A load of 400N is lifted by a first-class lever in which the load is at the distance of 20cm and the effort is at the distance of 60cm from the fulcrum. If 150N effort is required to lift the load its efficiency will be $88.88\%$

Explanation:

• For a lever, the efficiency can be expressed as,

                  $\text { Efficiency}\ (\eta) = \frac{\text { M.A }}{\text { V.R } }$                  ...(1)

• M.A is the mechanical advantage and V.R is the velocity ratio. It can be defined as,

                  $\text{ { Mechanical\ advantage }(M . A)}=\frac{\text { Load }}{\text { Effort }} = \frac{L}{E}$    ...(2)

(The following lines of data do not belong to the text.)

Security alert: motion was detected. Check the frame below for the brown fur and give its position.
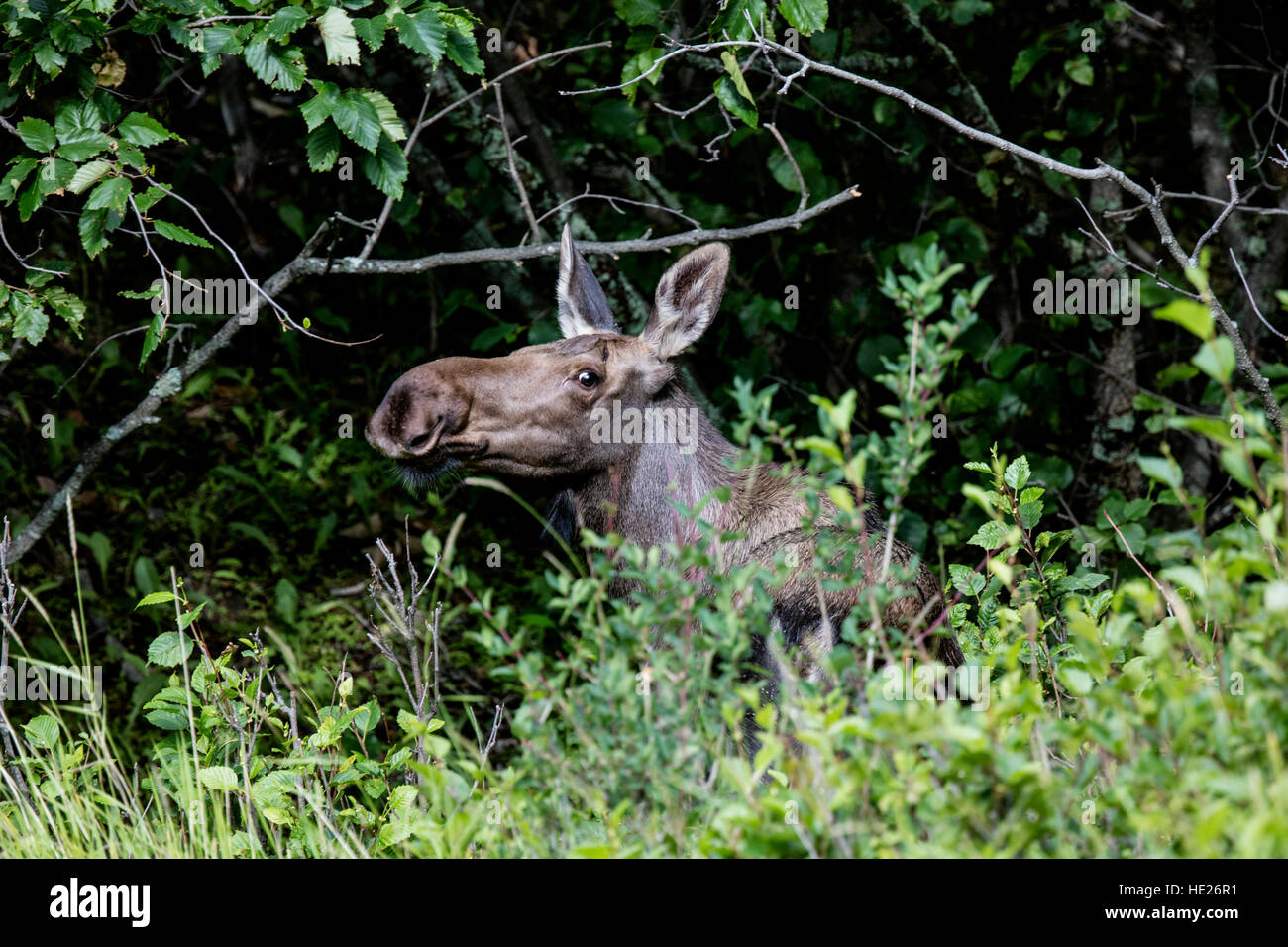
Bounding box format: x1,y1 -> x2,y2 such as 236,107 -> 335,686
368,230 -> 962,690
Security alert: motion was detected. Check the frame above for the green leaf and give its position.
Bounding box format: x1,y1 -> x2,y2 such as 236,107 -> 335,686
152,220 -> 215,250
773,0 -> 827,36
261,7 -> 309,40
948,563 -> 988,596
1060,664 -> 1095,697
58,129 -> 112,163
720,49 -> 756,108
85,177 -> 130,213
394,10 -> 447,67
139,313 -> 168,368
149,631 -> 192,668
353,13 -> 389,53
33,40 -> 67,78
331,89 -> 380,151
613,0 -> 662,26
245,40 -> 304,91
1012,43 -> 1051,89
36,158 -> 76,197
1064,55 -> 1096,85
715,76 -> 759,128
116,112 -> 183,149
22,714 -> 58,750
76,210 -> 107,259
967,519 -> 1008,550
146,710 -> 188,730
358,89 -> 407,142
711,0 -> 765,40
318,7 -> 358,65
134,591 -> 174,609
1190,335 -> 1234,384
446,30 -> 483,76
362,136 -> 407,201
197,767 -> 241,792
1002,454 -> 1031,489
304,121 -> 340,171
300,82 -> 340,132
9,292 -> 49,346
622,47 -> 664,106
18,119 -> 58,151
0,158 -> 40,204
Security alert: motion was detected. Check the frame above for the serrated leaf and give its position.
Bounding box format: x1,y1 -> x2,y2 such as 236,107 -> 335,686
773,0 -> 827,36
9,292 -> 49,346
715,76 -> 760,128
76,210 -> 107,259
445,30 -> 483,76
394,10 -> 447,67
244,40 -> 304,91
152,220 -> 215,250
145,710 -> 188,730
33,40 -> 67,78
22,714 -> 58,750
139,313 -> 170,368
304,121 -> 340,171
134,187 -> 170,214
360,89 -> 407,142
18,117 -> 58,151
134,591 -> 174,608
261,7 -> 309,40
197,767 -> 241,792
300,82 -> 340,132
318,7 -> 358,65
85,177 -> 130,211
116,112 -> 183,149
720,49 -> 756,108
353,13 -> 389,53
967,519 -> 1008,550
0,158 -> 40,204
1002,454 -> 1031,489
67,161 -> 112,194
362,136 -> 407,201
58,129 -> 112,163
331,89 -> 380,151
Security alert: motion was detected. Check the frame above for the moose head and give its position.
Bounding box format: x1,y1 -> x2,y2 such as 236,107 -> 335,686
368,227 -> 962,680
366,227 -> 729,484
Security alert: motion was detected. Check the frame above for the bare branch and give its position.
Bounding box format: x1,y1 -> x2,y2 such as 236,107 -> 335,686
1231,250 -> 1288,340
765,121 -> 808,214
295,185 -> 860,275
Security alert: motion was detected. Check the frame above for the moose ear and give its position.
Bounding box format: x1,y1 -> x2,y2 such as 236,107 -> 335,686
641,244 -> 729,360
555,224 -> 617,339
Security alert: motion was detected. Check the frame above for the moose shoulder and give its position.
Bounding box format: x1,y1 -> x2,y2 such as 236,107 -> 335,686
366,228 -> 962,680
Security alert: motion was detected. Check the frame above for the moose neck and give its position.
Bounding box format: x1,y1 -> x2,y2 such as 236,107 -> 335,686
570,382 -> 737,545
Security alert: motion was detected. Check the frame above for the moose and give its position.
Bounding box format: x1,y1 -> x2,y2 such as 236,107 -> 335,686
366,227 -> 963,693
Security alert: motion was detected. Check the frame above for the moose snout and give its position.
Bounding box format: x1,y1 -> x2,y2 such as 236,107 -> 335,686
366,364 -> 468,458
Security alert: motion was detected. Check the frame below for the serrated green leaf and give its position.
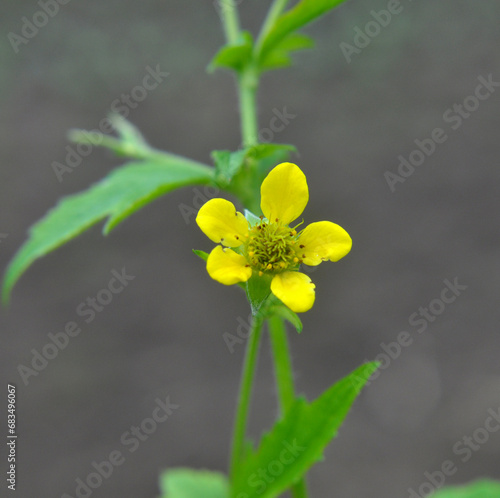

                  $\text { Velocity ratio }(\text { V.R })=\frac{E_{d}}{L_{d}}$         ...(3)        

         Where,

         L   -    Load

         E   -   Effort

        $L_d$  -   Load distance

        $E_d$  -   Effort distance

In the question, it is given that,

$L = 400\ N$                                 

$E = 150\ N$            

$L_d = 20\ cm=0.20\ m$                  

$E_d =60\ cm = 0.60\ m$  

Substitute the above values into equation (1)

$\text M \cdot \text A=\frac{400}{150}=\frac{40}{15} =2.6666$

V.R  can be obtained by substituting the values of $E_d$ and $L_d$ into equation (2)

$\text V \cdot \text R =\frac{0.60}{0.20}=3$

Using equation (3), Efficiency is,

$\eta = \frac{\frac{40}{15} }{3} \times 100 = 88.88 \%$